In this Tuesday, Feb. 7, 2017, photo released by U.S. Immigration and Customs Enforcement, foreign nationals are arrested during a targeted enforcement operation conducted by U.S. Immigration and Customs Enforcement (ICE) aimed at immigration fugitives, re-entrants and at-large criminal aliens in Los Angeles. Advocacy groups said that Immigration and Customs Enforcement officers are rounding up people in large numbers around the country, with roundups in Southern California being especially heavy-handed, as part of stepped-up enforcement under President Donald Trump. (Charles Reed/U.S. Immigration and Customs Enforcement via AP)

It’s official. On Tuesday, a federal appeals court ruled in a 3-0 vote that states may punish cities that harbor illegal immigrants, as well as force local law enforcement to turn over any illegal immigrants to ICE for deportation.


Texas Governor Greg Abbott tweeted about the court’s ruling on Tuesday, stating that the “law is in effect.”

According to the Washington Times, the law also allows punishment for local political officials and law enforcement leaders who carry out pro-sanctuary city policies.

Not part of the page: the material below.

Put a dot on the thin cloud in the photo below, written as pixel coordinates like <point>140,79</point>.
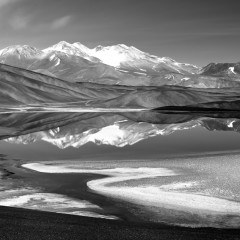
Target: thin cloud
<point>20,21</point>
<point>61,22</point>
<point>4,3</point>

Sanctuary city advocates argued that such a law would breach the 4th Amendment rights of illegal immigrants. Judge Edith H. Jones, however, wrote in the court’s opinion that it’s not exactly clear if non-citizens enjoy the same rights as citizens.

For one, it’s odd that it’s suggested by illegal immigrant advocates that they should enjoy the same rights legal citizens do. They are citizens of another country, and thus don’t qualify for all the benefits and rights extended to Americans. Stepping foot on our soil should not reward the individual with all the good stuff America offers its citizens, especially when that person doesn’t have to pay taxes.


But I’d also like to raise the point that the idea of sanctuary cities has muddied the waters in terms of how we view illegal immigrants. It’s understandable to feel pity or empathy toward someone who wants to escape from their 3rd world hell in favor of something better. But they are still illegal immigrants. By default, being here illegally makes them criminals whether they’re the worst of sinners or the best of saints.

The law has to be enforced because without laws that govern the system, there is no system. Frankly, it’s that system that has made this country so attractive, and if they want to be a part of it, then they must go through the process so many others have, too.